The Founders arrived in several waves on the moon over a period of eight years. The first to go were men and women in good physical condition, many with technical skills, for restoring the remains of the former moon base and expanding it. Conditions were harsh: space suits had to be worn under all circumstances in the early months, then to work outside the small controlled area for more than a year more. Prolonged activity in low gravity led to many physical problems; most workers had to return to earth for rehabilitation.
At the same, work on earth had shifted from research to production of space freighters and parts for the new moon base. Materials were often difficult to come by; eight expeditions were sent out to seek and cannibalize abandoned structures and machines. One expedition never returned; two were attacked and suffered heavy losses; individuals in all the expeditions suffered from radiation and exposure to the harsh climate.
The last freighter left earth more than sixty-one years after the Icelandic project had begun. Earth was by that time mostly depopulated, with large areas toxic and/or dangerously radioactive. Communications beyond the area of the project were poor and erratic. From time to time, radio communications were received that appeared to have come from isolated, often distant groups. These decreased over time. Communications by other means, largely some form of inter-connected computers, had ended years before as energy production had declined, then stopped.
It was believed that even the Icelandic atmosphere would become too toxic for human life within a decade. Nonetheless, the Stayers refused to leave.
No communications with the Icelandic base were maintained once the last group of Founders had reached the moon. That silence was decided by the very first referendum, having been the subject of the very first General Colloquium. Such signals as were received were not responded to. By the time that the last of the Founders died, no earth-sourced communications had been intercepted for many years.
The first three hundred years after arrival on the moon were spent in expanding the living space there: doming ever-increasing areas and providing the domed space with breathable atmosphere, providing artificial gravity equal to earth’s, and providing food. The last was the most critical and the most difficult; twice, the Central Colloquium had to request a referendum on going to the genetic bank to replenish the population after deaths from malnutrition. At its lowest point, the population shrank to fewer than sixteen thousand people. It recovered, however, and by the fourth century on the moon had reached a stable reproductive rate of 2.7 children per woman, counting all females of all ages.

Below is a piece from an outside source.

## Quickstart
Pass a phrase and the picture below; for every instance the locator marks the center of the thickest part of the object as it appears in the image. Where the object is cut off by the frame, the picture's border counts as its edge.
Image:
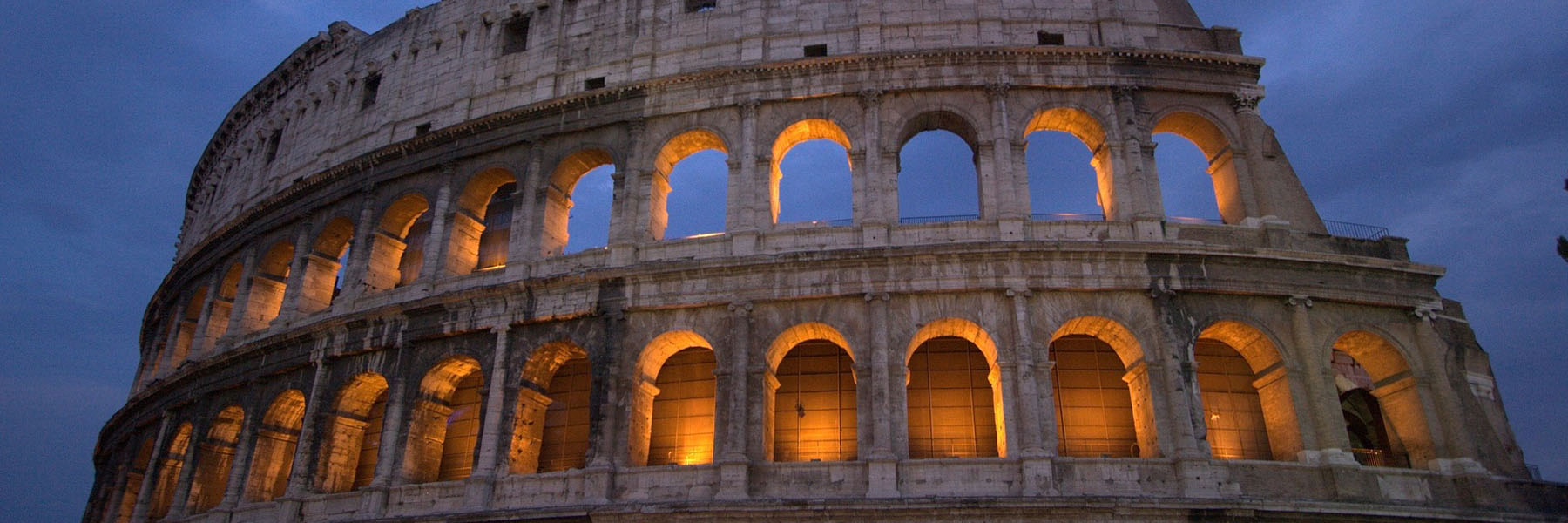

Expansion on the moon continued through the fifth century, but problematic terrain, which rendered a great part of the moon’s light-side surface unsuitable, led to the beginning of work on an earth-orbiting satellite, SatOne, built on the joined carcasses of three asteroids and now in effect a self-sustaining artificial moon with a stable population of more than a hundred thousand. It has, however, no exploitable materials. (The asteroids were chosen because they were not worth mining, and their entire mass was needed both to support the colony and provide some degree of gravity.) SatOne is, therefore, a residential colony and is now complete. Further expansion of Outpostland could be carried out only on another body, and so, two hundred years ago, the first permanent base was started on Mars. Mars is a rich planet with its own subsurface water and thus has great potential; on the other hand, it has a harsh climate and it is months from Moonbase by freighter. Nonetheless, the completion seventy years ago of a large metals-refining complex changed Mars from a net dependent of Moonbase to a net supporter, and it now has three towns, an extended schools system with electronic-study communication with Moonbase, and a network of three thousand miles of mono-rail (twenty-one hundred miles without life-sustaining atmosphere). By decision of a referendum, higher education will be kept on Moonbase and SatOnefor the immediate future and will not be extended to Mars, whose advanced students will work at the established centers of higher learning. The long-range fifty-year projection, however, sees the creation of two more towns, more mono-rail, and two universities on Mars within that time span. The projection is for a million Outposters by then.